For Fans Of Chinese Cuisine: Pork In Sweet And Sour Sauce

For Fans Of Chinese Cuisine: Pork In Sweet And Sour Sauce
For Fans Of Chinese Cuisine: Pork In Sweet And Sour Sauce
Anonim

Sweet and sour pork is a traditional Chinese dish. Suitable for cooking exclusively lean pork. Rice or udon noodles are ideal as a side dish.

For fans of Chinese cuisine: pork in sweet and sour sauce
For fans of Chinese cuisine: pork in sweet and sour sauce

To cook pork in sweet and sour sauce according to the Chinese recipe for 4 servings, you will need:

- 400-600 g of meat;

- 1 carrot;

- 4-6 peppers;

- a tablespoon of flour;

- 2-5 tablespoons of starch;

- 1 ginger root;

- 0.5 liters of vegetable oil;

- 1-5 tablespoons of soy sauce;

- 4-5 tablespoons of tomato paste;

- a tablespoon of sugar;

- a tablespoon of vinegar;

- a can of pineapples (270-300 g);

- 1 yolk;

- spices and salt to taste.

In addition, at least half a liter of vegetable oil is needed, since the meat will be deep-fried. Ginger can be used either fresh or ground. The multi-colored peppers give the dish an interesting color and aroma.

The pork is thoroughly washed, then cut into small pieces. About a centimeter by a centimeter. Pieces need to be pickled. To do this, add yolk, salt to the meat, a tablespoon of starch and water, two - soy sauce. In the refrigerator, the meat must be marinated for at least forty minutes.

The longer the pork is marinated, the softer it will be in the future. If you add more soy sauce, then the meat will be more aromatic and more interesting to the taste.

The ginger root is finely chopped for the sauce. Bell peppers too. The smaller they are, the thicker and richer the sauce will be, and most importantly, it will be easier for them to water the pork in the future. After the meat is marinated, it must be deep-fried. To do this, roll the pork pieces in starch, and brush off the excess.

In a saucepan, you need to heat vegetable oil, put a colander or a special sieve, put meat in it in portions so that it is evenly fried. Ideally, the pieces should be completely submerged in the boiling oil. Roasting time: 40-60 seconds. After the pieces of meat are fried, they are laid out on a paper towel to remove excess oil.

Double frying makes the meat crisp but very tender. The second frying occurs immediately after the first, until the oil has stopped boiling, otherwise the meat will be too fatty and not crispy.

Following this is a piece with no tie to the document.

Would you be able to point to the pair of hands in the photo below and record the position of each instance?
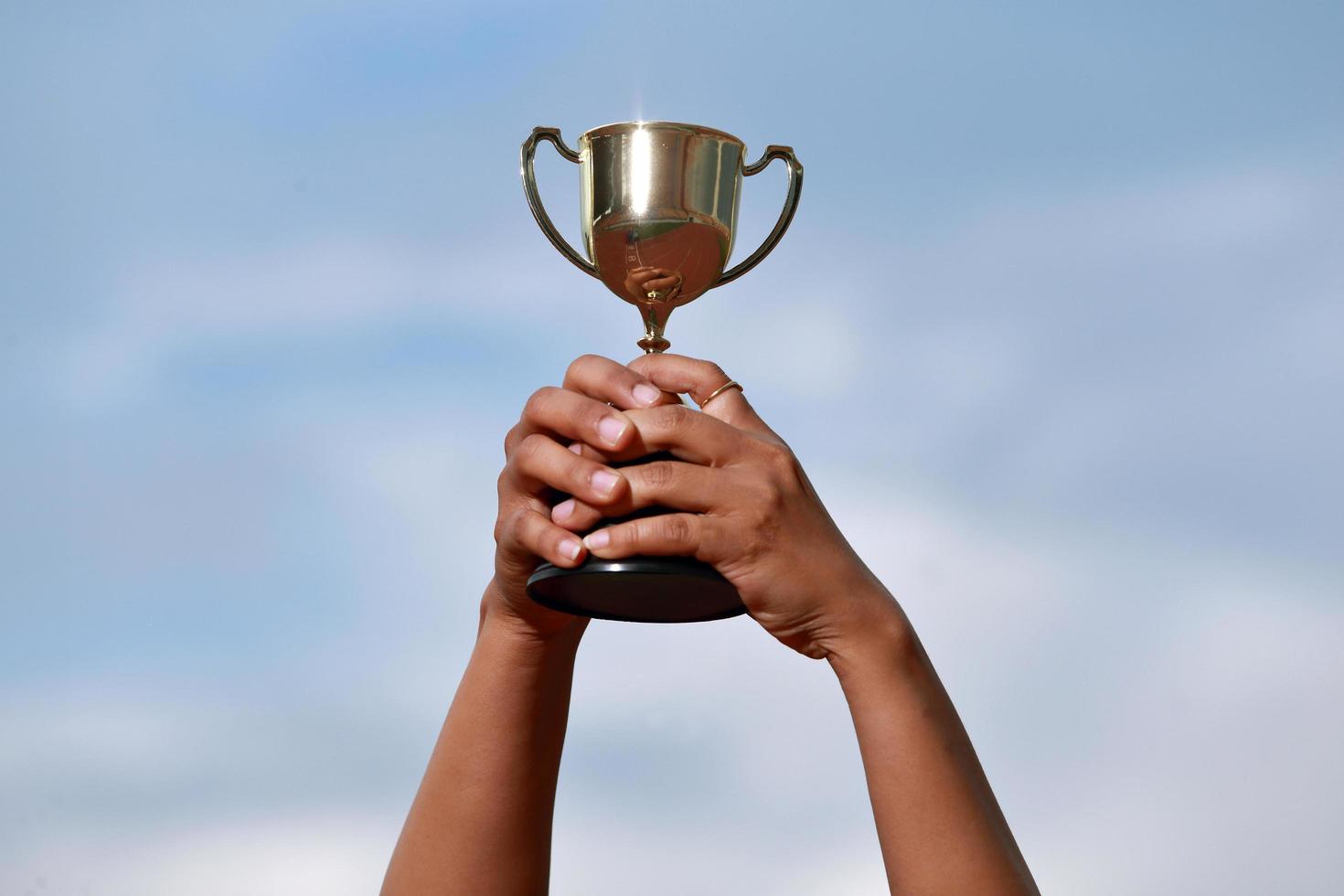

The sauce is very simple to prepare: first, ginger and carrots, cut into thin slices, are fried in vegetable oil in a frying pan. Then bell peppers and salt are introduced. When vegetables are fried (with constant stirring), canned pineapples are added to them. After that, vinegar, sugar and tomato paste or sauce are quickly added. Everything is mixed and stewed over low heat for 5-10 minutes. To make the sauce thick, flour or starch mixed with water is added to it. When the consistency is cool enough, but not dry, ready-made pieces of meat are added to the sauce and stewed for another 5 minutes.

This cooking method is traditional for Chinese cuisine. In rare exceptions, the components are changed. For example, more spices are added. From this, the sweet and sour sauce will not lose its taste, and the meat will only become more aromatic and piquant. Sometimes pork is not cut into small pieces, but into small strips. Which is also correct. However, for a side dish in the form of udon noodles, it is precisely the pieces that are suitable, since they are easier to chew, and when deep-fried, they do not lose much moisture. That is, they remain juicy and soft.